The expected central targets for pruritoceptors, a subset of C fibers, are dorsal horn neurons located in the upper laminae of the spinal cord. Studies have investigated their potential role as second-order neurons in the itch circuit.
Simone et al. (2004)
saw that most monkey spinothalamic tract (STT) neurons were capsaicin sensitive and a subset of these also responded to histamine. Work in rat (Jinks and Carstens 2002
) found capsaicin also activated dorsal horn neurons responding to the itch mediator serotonin 5HT. Experiments in mouse showed that itch-selective spinal neurons, activated by histamine and 5HT as well as SLIGRL-NH2
, an agonist for the PAR2 receptor, responded to nociceptive stimuli including heat and mustard oil (Akiyama et al., 2009a
). The inhibition of itch by pain was shown in monkey by Davidson et al. (2007a)
, who observed that peripheral scratching inhibited histamine- or cowhage-sensitive STT neurons. They later found a group of histamine- and capsaicin-responsive cells that were inhibited by scratching upon application of the former but not latter compound (Davidson et al., 2009
). These data from different animal models suggest the dual activation of neurons by either itchy or painful stimuli occurs centrally as predicted by selectivity theory. However, there is still debate about the applicability of selectivity versus labeled line theory to itch circuitry in the spinal cord.
In 2001, an STT population responsive to histamine was seen in cat spinal cord, providing early evidence for a potential itch-specific population (Andrew and Craig, 2001
). Certain STT neurons responded only to histamine and not mustard oil, a painful stimulus. The later discovery of a role for the gastrin-releasing peptide receptor (GRPR) in itch (Sun and Chen, 2007
; Sun et al., 2009
) may also mark an itch-specific subset. This receptor is found in the spinal cord dorsal horn, and GRP, the putative ligand, is expressed in some small-diameter DRG neurons. Evoked nonhistaminergic itch, but not pain, is significantly decreased in GRPR mutant mice. When GRPR+
cells are ablated, both histaminergic and nonhistaminergic itch behavior are lost, whereas pain sensitivity is intact. Importantly, in GRPR-ablated lamina I dorsal horn, NK-1+
neurons, most of which are STT neurons required for both pain and itch behavior (see below), are still present, suggesting that GRPR+
and STT neurons comprise two separate populations. The GRPR+
neurons are candidates for the itch-specific spinal cord neurons postulated by labeled line theory. Electrophysiological recordings of these neurons demonstrating that they respond to itchy but not painful stimuli are needed to rule out the possibility that GRPR+
cells play a dispensable role in the pain pathway. It is also important to determine whether GRPR+
cells are projection neurons or interneurons.
Another dorsal horn population expresses NK-1, a G protein-coupled receptor (GPCR) demonstrated to play a critical role in itch produced by 5HT in rat (Carstens et al., 2010
). Removal of NK-1+
neurons also leads to pain deficits (Mantyh et al., 1997
; Nichols et al., 1999
), suggesting this cell population contains the putative pruritoceptors of the selectivity model while also contributing to nociception. It will be interesting to see whether NK-1 overlaps with GRPR in the rat spinal cord and, conversely, whether NK-1 ablation in mouse matches the rat phenotype.

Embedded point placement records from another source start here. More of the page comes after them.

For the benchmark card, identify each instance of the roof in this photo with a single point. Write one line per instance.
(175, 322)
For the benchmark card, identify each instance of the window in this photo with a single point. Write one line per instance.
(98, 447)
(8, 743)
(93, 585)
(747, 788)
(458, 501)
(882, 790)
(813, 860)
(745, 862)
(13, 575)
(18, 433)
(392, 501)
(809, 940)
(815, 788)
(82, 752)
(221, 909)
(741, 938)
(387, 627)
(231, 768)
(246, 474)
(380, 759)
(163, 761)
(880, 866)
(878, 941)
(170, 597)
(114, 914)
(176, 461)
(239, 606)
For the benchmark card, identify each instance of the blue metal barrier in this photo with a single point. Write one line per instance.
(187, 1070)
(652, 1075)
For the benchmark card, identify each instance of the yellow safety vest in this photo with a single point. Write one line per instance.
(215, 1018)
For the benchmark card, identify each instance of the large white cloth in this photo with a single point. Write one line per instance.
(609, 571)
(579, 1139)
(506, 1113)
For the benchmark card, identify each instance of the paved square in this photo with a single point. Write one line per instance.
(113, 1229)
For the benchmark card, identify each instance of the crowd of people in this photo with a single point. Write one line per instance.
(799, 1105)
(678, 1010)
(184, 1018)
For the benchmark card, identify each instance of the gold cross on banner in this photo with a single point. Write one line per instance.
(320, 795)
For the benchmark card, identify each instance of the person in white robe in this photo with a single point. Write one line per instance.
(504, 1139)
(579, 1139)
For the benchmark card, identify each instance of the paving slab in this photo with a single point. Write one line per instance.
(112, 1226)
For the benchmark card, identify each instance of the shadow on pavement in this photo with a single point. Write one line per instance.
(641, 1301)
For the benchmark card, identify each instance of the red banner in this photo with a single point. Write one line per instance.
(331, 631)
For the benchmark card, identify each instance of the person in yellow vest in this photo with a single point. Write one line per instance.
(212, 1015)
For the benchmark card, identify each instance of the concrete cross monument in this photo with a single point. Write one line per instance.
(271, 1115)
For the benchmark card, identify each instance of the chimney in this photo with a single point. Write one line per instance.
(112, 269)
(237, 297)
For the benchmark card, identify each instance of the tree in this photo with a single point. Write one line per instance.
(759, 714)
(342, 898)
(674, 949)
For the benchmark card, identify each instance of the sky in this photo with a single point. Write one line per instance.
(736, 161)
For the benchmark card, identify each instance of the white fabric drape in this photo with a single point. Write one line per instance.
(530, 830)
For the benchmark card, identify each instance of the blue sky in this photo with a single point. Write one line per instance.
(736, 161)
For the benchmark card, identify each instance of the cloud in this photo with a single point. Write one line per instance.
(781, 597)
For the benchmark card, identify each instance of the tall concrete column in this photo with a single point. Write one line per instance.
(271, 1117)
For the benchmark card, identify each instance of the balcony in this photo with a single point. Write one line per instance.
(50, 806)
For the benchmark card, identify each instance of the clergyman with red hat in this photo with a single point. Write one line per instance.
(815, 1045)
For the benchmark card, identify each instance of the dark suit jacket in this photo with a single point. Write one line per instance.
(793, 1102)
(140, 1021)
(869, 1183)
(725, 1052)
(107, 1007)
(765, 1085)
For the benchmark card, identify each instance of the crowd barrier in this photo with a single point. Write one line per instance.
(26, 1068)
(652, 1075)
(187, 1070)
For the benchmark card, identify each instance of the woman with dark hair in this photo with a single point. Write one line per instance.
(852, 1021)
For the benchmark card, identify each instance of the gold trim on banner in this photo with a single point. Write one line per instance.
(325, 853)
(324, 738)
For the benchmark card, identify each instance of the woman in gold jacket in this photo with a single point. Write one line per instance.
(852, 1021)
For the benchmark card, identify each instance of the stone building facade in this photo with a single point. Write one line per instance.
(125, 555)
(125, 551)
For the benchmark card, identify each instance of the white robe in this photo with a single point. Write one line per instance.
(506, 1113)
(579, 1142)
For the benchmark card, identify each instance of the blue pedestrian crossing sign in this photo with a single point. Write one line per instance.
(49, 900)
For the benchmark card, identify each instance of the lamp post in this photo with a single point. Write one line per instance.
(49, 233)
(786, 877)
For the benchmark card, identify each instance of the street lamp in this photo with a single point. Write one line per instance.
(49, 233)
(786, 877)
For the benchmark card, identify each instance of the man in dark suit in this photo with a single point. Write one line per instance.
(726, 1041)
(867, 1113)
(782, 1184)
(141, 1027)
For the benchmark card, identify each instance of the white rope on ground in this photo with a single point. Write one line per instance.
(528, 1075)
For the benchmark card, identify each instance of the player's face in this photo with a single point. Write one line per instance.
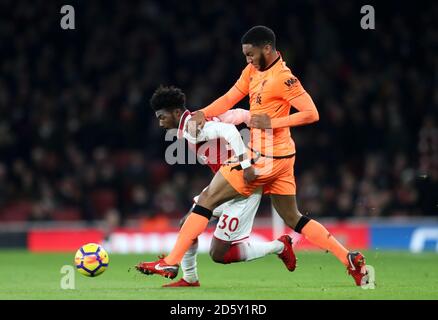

This also raises the important issue of species differences in pruritoception. Even rats, the closest model system to mice, are unique in that histamine does not induce a behavioral scratch response (Jinks and Carstens 2002
). At the level of both DRG (Johanek et al., 2008
; Namer et al., 2008
) and spinal cord (Davidson et al., 2007b
) in humans and nonhuman primates, there seem to be separate C fibers for histaminergic and nonhistaminergic (namely cowhage-induced) itch. Mice, however, demonstrate some overlap with respect to activation by these compounds (Akiyama et al., 2009a
), highlighting another important species difference that must be acknowledged.
The role of spinal interneurons has been the subject of limited study, but a paper from Ross et al. (2010)
identifies a subset of these cells involved in itch. The transcription factor Bhlhb5 is required for development of some dorsal horn neurons. Ablation of this gene from an inhibitory interneuron population marked by Pax2 leads to the development of skin lesions at ~2 months of age in these mice. These results, which parallel those of the VGLUT2 studies, offer a place for spinal interneurons in the itch circuit and call for their further investigation.
A preliminary picture of the pain and itch circuitry emerges from the collective DRG and spinal cord data (). This shows how the selectivity model can explain itch and specifies the molecular identity of certain critical neurons in the pathway.